4.1.3 Identifying Multilevel Mechanisms Through Embodied Big Data Modeling
Big data in environmental research has traditionally referred to large-scale geospatial datasets. However, high-resolution physiological and neural recordings such as EEG, fMRI, and biosignal streams offer temporally and spatially dense information that, when accumulated over time, constitute a human-centered form of big data. These datasets support the application of high-dimensional modeling techniques, such as independent component analysis, canonical correlation analysis, hierarchical clustering, latent class modeling, and normative modeling, which allow researchers to uncover multilevel mechanisms linking environmental exposure, brain features, and mental health outcomes
[114]. For instance, using multi-sparse canonical correlation analysis, researchers have identified a three-stage pathway in which distinct urban environmental configurations shape brain morphology, which in turn interacts with genetic sensitivity to predict emotional, anxious, or unstable phenotypes
[115].
4.2 Limitations
This review has several limitations that warrant consideration. First, it adopts a narrative rather than a systematic approach, and the literature search was not intended to be exhaustive. Using specific terms for the literature search, such as “green space exposure,” might mean that literature was missed in cases where related concepts were framed using different terminology, for instance, as “contact,” “interaction,” or simply “experience.” Therefore, future literature reviews should widen the keywords to include a broader range of research.

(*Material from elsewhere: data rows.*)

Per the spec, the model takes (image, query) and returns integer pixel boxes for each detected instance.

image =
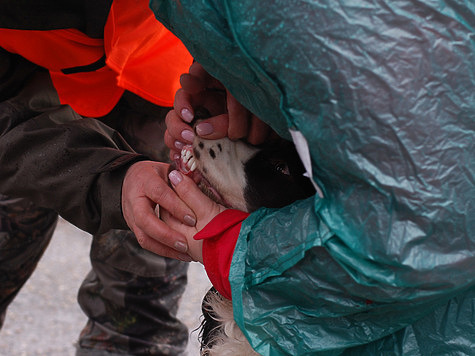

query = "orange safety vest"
[0,0,193,117]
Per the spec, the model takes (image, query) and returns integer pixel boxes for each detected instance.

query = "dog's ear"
[244,139,315,212]
[198,287,223,355]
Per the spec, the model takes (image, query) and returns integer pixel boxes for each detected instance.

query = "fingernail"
[168,170,183,185]
[183,215,196,227]
[175,241,188,253]
[196,122,214,136]
[178,255,193,262]
[181,108,193,122]
[181,130,195,142]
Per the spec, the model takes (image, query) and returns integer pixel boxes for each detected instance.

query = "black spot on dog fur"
[209,148,216,159]
[193,148,201,159]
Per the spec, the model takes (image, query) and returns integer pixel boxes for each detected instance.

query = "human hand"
[165,62,273,159]
[162,170,226,263]
[122,161,196,261]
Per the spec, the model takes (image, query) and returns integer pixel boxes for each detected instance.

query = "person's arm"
[0,64,194,260]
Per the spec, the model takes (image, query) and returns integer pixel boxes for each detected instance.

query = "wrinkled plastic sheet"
[151,0,475,354]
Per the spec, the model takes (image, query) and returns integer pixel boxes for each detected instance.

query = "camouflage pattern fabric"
[0,52,188,356]
[77,230,188,355]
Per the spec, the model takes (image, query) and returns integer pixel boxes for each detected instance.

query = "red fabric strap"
[194,209,249,299]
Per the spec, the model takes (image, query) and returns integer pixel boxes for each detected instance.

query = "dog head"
[176,132,315,212]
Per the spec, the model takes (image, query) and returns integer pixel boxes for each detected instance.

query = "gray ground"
[0,220,210,356]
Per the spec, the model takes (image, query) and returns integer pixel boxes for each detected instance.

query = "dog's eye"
[274,162,290,176]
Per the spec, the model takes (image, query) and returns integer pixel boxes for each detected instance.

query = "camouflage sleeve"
[0,52,146,233]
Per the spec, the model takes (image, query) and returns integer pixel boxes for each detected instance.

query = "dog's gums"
[175,145,230,208]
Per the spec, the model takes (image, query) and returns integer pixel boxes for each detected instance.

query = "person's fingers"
[226,91,251,140]
[161,210,203,262]
[144,168,196,227]
[164,110,195,151]
[195,114,228,140]
[173,88,195,123]
[180,73,206,94]
[168,170,225,225]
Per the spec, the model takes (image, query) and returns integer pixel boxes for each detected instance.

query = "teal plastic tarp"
[151,0,475,355]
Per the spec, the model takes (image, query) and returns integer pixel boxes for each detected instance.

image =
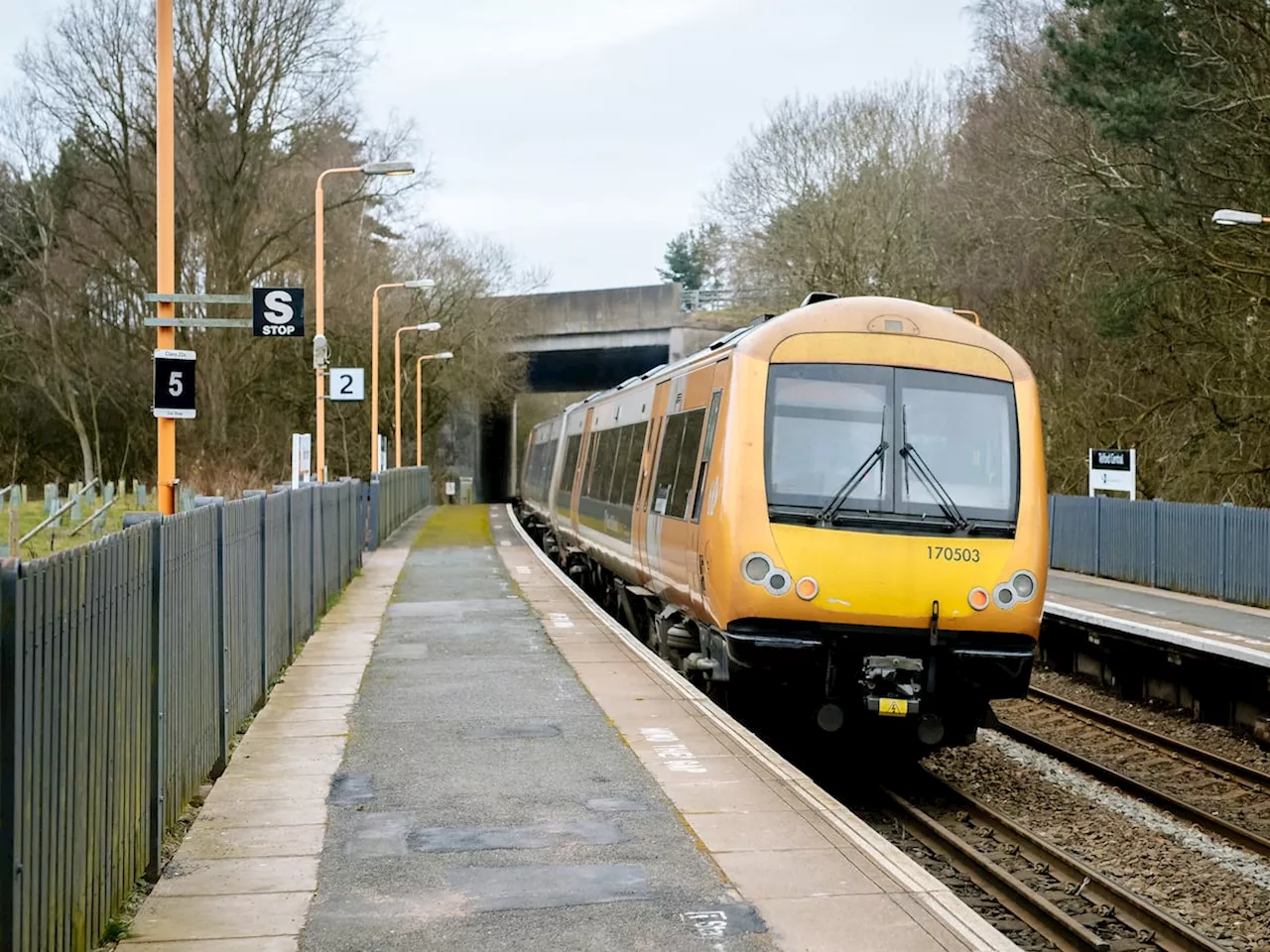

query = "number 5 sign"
[153,350,196,420]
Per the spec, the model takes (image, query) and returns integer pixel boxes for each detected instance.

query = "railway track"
[883,768,1226,952]
[994,689,1270,857]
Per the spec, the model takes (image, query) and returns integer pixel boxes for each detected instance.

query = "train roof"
[563,291,1033,413]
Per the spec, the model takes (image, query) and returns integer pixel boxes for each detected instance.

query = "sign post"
[1089,449,1138,499]
[291,432,313,489]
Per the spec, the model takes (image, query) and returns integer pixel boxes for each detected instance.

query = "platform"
[1045,570,1270,667]
[111,507,1017,952]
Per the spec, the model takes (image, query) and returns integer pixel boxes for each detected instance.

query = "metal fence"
[0,477,401,952]
[367,466,432,548]
[1049,496,1270,607]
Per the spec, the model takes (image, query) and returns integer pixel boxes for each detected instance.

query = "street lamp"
[1212,208,1270,225]
[414,350,453,466]
[314,162,414,482]
[371,278,436,473]
[393,321,441,468]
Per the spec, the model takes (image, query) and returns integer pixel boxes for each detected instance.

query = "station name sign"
[1089,449,1138,499]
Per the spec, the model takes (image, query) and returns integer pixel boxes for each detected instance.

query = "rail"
[1028,688,1270,792]
[993,721,1270,857]
[885,768,1225,952]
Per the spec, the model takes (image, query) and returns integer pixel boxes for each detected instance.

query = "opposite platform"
[1045,570,1270,667]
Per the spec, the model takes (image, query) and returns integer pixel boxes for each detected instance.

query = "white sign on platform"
[330,367,366,400]
[291,432,313,489]
[1089,449,1138,499]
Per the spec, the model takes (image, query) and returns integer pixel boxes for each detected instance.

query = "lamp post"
[371,278,436,473]
[414,350,453,466]
[1212,208,1270,225]
[314,162,414,482]
[393,321,441,468]
[155,0,177,516]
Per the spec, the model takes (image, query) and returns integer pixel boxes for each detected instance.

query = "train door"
[569,407,595,544]
[631,382,671,584]
[687,359,731,607]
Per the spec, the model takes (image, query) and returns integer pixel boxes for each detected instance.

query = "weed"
[414,503,493,548]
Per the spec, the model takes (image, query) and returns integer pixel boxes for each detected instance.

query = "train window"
[895,369,1019,518]
[666,409,706,520]
[652,414,684,516]
[693,390,722,522]
[766,364,894,509]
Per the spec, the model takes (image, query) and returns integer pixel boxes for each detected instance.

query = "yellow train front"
[522,295,1049,747]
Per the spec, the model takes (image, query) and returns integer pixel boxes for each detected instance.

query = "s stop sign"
[251,289,305,337]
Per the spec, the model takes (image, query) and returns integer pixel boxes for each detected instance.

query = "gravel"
[1026,669,1270,774]
[926,731,1270,952]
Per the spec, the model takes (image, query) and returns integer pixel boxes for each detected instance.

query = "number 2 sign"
[330,367,366,400]
[153,350,196,420]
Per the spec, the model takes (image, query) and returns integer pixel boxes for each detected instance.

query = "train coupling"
[860,654,925,717]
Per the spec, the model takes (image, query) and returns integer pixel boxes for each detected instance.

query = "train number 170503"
[926,545,979,562]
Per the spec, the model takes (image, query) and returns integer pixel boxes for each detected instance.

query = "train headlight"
[1010,570,1036,602]
[992,581,1017,608]
[740,552,772,585]
[763,568,790,595]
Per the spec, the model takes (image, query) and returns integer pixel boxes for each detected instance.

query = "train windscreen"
[765,364,1019,528]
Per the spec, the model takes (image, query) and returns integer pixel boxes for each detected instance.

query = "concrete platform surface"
[121,514,437,952]
[491,508,1016,952]
[114,507,1017,952]
[1045,571,1270,667]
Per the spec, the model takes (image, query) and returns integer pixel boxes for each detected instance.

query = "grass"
[414,503,494,548]
[0,493,158,558]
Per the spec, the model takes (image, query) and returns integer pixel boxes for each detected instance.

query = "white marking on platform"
[684,908,727,939]
[639,727,706,774]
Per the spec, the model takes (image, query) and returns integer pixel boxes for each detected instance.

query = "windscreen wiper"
[899,407,970,530]
[816,407,890,522]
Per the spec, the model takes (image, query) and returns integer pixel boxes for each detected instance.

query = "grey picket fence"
[1049,496,1270,607]
[0,467,431,952]
[367,466,432,549]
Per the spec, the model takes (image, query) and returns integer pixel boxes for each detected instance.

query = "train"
[516,292,1049,753]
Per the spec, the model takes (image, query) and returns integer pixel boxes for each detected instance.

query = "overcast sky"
[0,0,971,291]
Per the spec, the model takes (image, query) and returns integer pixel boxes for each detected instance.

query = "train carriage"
[510,295,1048,745]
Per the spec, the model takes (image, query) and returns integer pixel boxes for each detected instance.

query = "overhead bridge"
[497,283,726,394]
[456,283,741,500]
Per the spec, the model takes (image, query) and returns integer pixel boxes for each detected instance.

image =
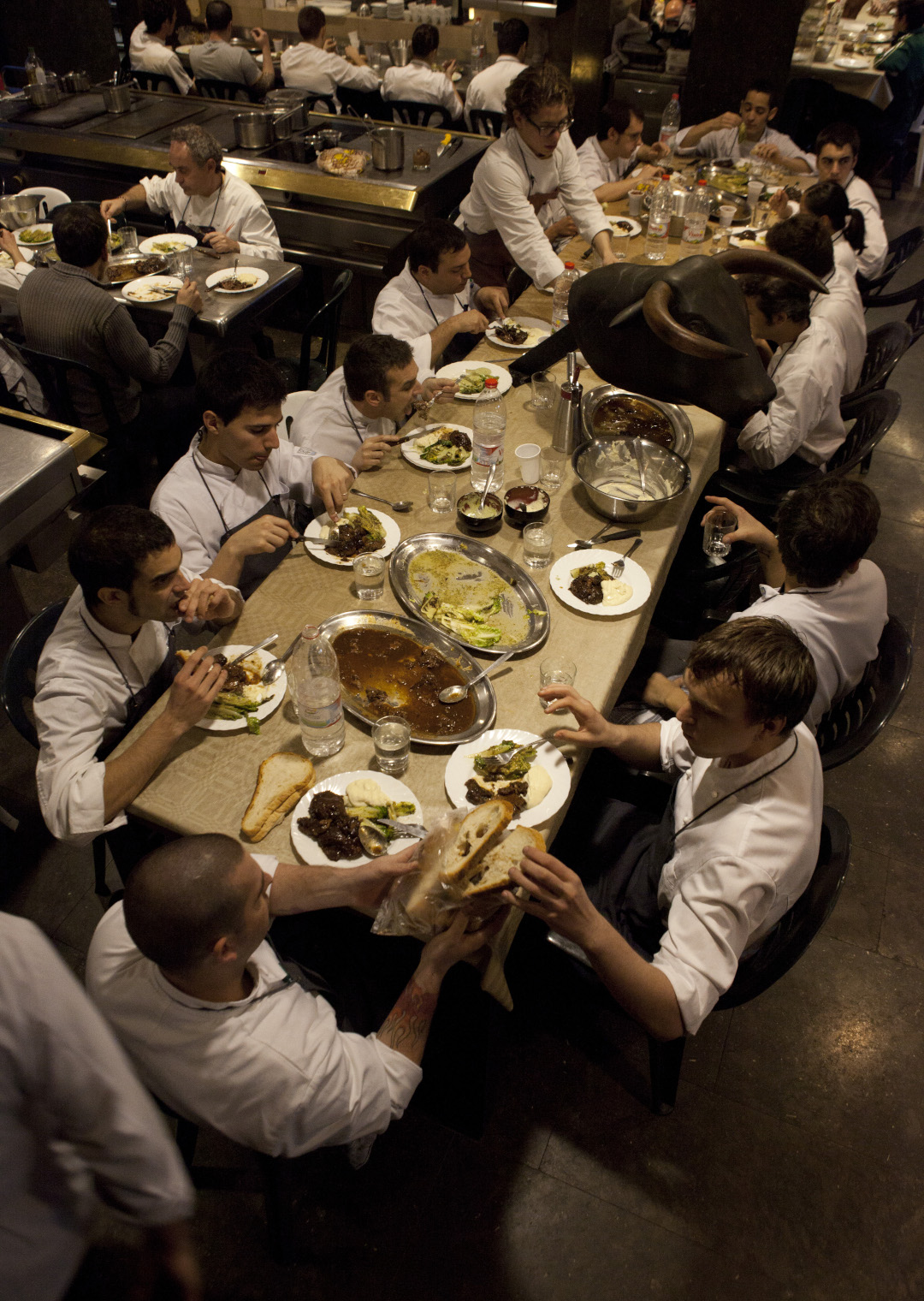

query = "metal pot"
[98,82,131,113]
[369,126,404,172]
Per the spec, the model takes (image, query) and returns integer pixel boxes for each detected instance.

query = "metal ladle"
[439,650,515,705]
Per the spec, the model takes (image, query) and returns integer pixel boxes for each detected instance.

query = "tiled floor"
[0,183,924,1301]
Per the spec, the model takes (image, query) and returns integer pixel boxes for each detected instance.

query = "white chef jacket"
[87,853,423,1156]
[280,40,378,98]
[465,55,529,125]
[673,126,817,172]
[371,262,474,383]
[288,367,398,465]
[128,23,192,95]
[140,172,282,262]
[732,560,889,731]
[738,316,846,470]
[460,130,611,286]
[811,257,867,395]
[649,718,824,1034]
[151,430,323,575]
[0,913,193,1301]
[382,58,463,118]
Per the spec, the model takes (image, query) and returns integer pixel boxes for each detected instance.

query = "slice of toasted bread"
[240,751,315,841]
[464,826,546,899]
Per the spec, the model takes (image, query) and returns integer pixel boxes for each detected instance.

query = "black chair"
[814,614,914,771]
[856,226,924,307]
[385,99,453,132]
[468,108,506,135]
[0,601,110,899]
[649,805,850,1116]
[296,270,353,389]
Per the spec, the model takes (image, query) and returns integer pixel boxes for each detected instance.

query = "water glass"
[371,714,411,776]
[539,448,568,492]
[523,520,555,568]
[353,555,385,601]
[426,470,456,515]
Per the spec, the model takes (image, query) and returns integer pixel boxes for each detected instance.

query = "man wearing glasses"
[461,63,614,286]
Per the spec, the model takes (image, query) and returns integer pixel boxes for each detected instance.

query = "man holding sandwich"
[504,618,823,1039]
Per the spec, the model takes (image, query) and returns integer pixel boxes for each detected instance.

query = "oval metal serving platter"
[320,610,498,746]
[388,533,548,655]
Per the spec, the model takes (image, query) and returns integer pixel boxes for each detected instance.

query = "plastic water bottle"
[681,181,709,256]
[658,93,679,150]
[553,262,579,330]
[471,375,506,492]
[644,172,673,262]
[293,623,346,758]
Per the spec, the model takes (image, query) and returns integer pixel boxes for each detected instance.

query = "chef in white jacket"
[460,63,614,286]
[100,123,282,262]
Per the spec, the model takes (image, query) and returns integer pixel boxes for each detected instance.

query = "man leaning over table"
[151,348,355,600]
[100,122,282,262]
[290,335,459,473]
[33,506,242,873]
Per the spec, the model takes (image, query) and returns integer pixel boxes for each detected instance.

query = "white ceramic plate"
[290,769,424,868]
[120,276,183,303]
[196,643,288,731]
[305,506,401,568]
[436,362,513,402]
[13,221,55,248]
[443,728,571,826]
[548,546,651,618]
[205,267,269,294]
[401,420,473,470]
[607,215,642,240]
[485,316,553,353]
[138,230,198,258]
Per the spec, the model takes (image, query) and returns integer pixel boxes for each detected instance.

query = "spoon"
[350,488,413,514]
[439,650,513,705]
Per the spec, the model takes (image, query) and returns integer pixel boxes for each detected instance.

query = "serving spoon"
[439,648,516,705]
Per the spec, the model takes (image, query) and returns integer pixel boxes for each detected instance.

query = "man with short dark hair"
[128,0,195,95]
[100,122,282,262]
[18,203,203,447]
[87,835,499,1166]
[504,618,823,1039]
[767,212,867,395]
[382,22,463,125]
[811,122,889,280]
[280,4,378,98]
[190,0,275,98]
[371,218,509,378]
[673,80,814,175]
[465,18,529,126]
[33,506,242,866]
[290,335,459,473]
[643,478,889,731]
[151,348,353,600]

Moreover, the interpretation of neural principles related to nature exposure within this paper depends on the current technical feasibility of brain science studies. Considering the current state of measurements and limited knowledge related to interregional brain interactions, some of our discussions inevitably remain speculative. Finally, as the literature for this review is predominantly from academic sources, it inherently lacks insights from planning and design practitioners. Consequently, the applicability of our conclusions for directly guiding real-world practice remains to be further verified.
5 Conclusions
This review applies a four-phase response-based measurement framework to synthesize emerging technologies for assessing human responses in healthy landscape research. From this synthesis, it becomes evident that current applications remain fragmented, with the integrative potential of multimodal approaches yet to be fully realized, while advanced analytical and modeling methods are still underutilized for probing deeper mechanisms and fine-grained questions. In response to these findings, three future directions are proposed: integrating multimodal measures for mechanistic insight, addressing affective subtype variability, and identifying multilevel mechanisms through embodied big data modeling. These advances have the potential to enhance methodological precision and theoretical depth, supporting the development of healthy landscape interventions going forward.